Mama was right, all right. But he didn't do it. Instead he reached out and touched my arm. My heart started pounding and my mouth went dry.
"Enjoy church, did you?" he asked. I could feel my face turning scarlet. "Mama always likes to welcome a new face. She was right taken with you." I was speechless. "Of course, visitors don't usually leave by the bathroom window. That's a first for us."
"I was just…"
He let me hang there for a second, enjoying my discomfort. "Wondering?" he said finally;
"No, taking care of myself. If my life is on the line, then I want to know everything I can about the people around me. You're supposed to be in charge of clearing Jimmy's murder. How do I know I can trust you?"
The muscle in his jaw twitched, but he forced a smile. He wasn't liking this one little bit. "Well, I hope Mama was helpful."
"I didn't know you were divorced," I lied. No sense in beating around the bush. "Like me."
"Not exactly," he said.
"Not exactly like you or not exactly divorced?"
Weathers leaned against the back door and looked at me. "Both, I guess. Won't be final until she signs the papers."
"When Vernell left me for the damn Dish Girl, I nearly lost my mind. I went to bed for days and ate myself silly. But I had to go on. Guess that's why I'm singing now."
"You think?" he asked.
"Yeah. I mean, I guess it turned out to be for the best, although it stung at the time. Isn't that how you felt?"

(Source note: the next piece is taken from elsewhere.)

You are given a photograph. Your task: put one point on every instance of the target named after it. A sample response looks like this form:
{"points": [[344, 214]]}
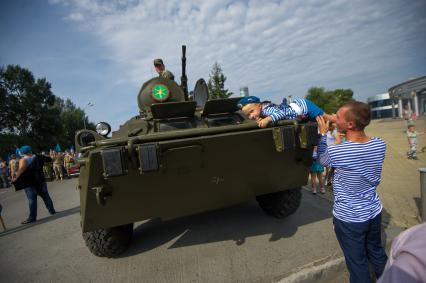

I knew better. I believed his mom and her friends, and the pain that briefly crossed his face confirmed it. He hadn't quite figured out how to wrap his mind around the fact that his best friend and his wife had both betrayed him.
"Yeah, I guess." He sighed. "You go on. She's happy and I'm glad for it." He was a bad liar.
"Makes it hard to trust someone ever again, doesn't it?" I said softly.
He looked at me for a long moment, looked right through my heart and into my soul, and then found he could do it no longer. "Aw, I guess looking back I could have seen it coming. I was working long hours. She needed more than I could give. I learned from it."